Masái es un pueblo ubicado entre Kenia y Tanzania que solía ocuparse del ganado. Debido a las grandes sequías, se vio obligado a trabajar en el mercado con otro tipo de alimentos más procesados. Tristemente, la agricultura química destruye los pastizales condenandolos a la pobreza. Ante esta situación, Selina Nkoile y su esposo, quienes son parte de la comunidad masái, se dedicaron a construir un bosque rico en biodiversidad de árboles, plantas, y alimentos.
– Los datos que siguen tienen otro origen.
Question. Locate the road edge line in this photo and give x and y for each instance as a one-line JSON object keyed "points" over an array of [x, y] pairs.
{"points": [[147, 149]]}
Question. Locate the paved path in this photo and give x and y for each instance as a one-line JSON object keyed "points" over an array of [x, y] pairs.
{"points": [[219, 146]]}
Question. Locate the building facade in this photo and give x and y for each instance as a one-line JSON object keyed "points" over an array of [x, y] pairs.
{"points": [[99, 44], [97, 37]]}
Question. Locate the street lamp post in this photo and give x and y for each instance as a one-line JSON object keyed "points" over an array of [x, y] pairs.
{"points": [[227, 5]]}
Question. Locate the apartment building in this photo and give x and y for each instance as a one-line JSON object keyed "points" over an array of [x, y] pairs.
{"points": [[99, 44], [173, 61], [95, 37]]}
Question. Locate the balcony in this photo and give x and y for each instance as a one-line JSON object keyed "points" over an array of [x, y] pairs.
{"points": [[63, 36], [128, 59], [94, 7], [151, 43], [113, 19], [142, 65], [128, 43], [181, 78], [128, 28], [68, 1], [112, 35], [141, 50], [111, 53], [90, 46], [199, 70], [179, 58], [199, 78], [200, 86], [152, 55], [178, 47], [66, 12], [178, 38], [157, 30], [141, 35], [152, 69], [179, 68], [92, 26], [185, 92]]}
Selina fue una de las primeras de su tribu en recibir educación y ansiosamente quiso compartirla con otros.
Bautizado como Bomanoma, un paraíso natural donde los inodoros de compost fertilizan el suelo, la energía solar provee electricidad y wifi y los riegos se realizan con el agua de lluvia recolectada, el maravilloso lugar que levantaron en la tribu cuenta con una granja autosuficiente, vacas, cabras y ovejas y colmenas. Además funciona como centro educativo y caritativo para fomentar el crecimiento de la comunidad, donde todos puedan ayudar y colaborar con el funcionamiento y las tareas.

De esta manera, Selina encontró la manera de aprovechar los recursos naturales y armonizar con la naturaleza para salvar a su pueblo. Parece una historia de cuentos, pero no lo es. Es la historia de una inspiradora mujer que vio tierra firme cuando todos se sentían ahogados, y supo qué hacer con ella para construir un lugar para todos.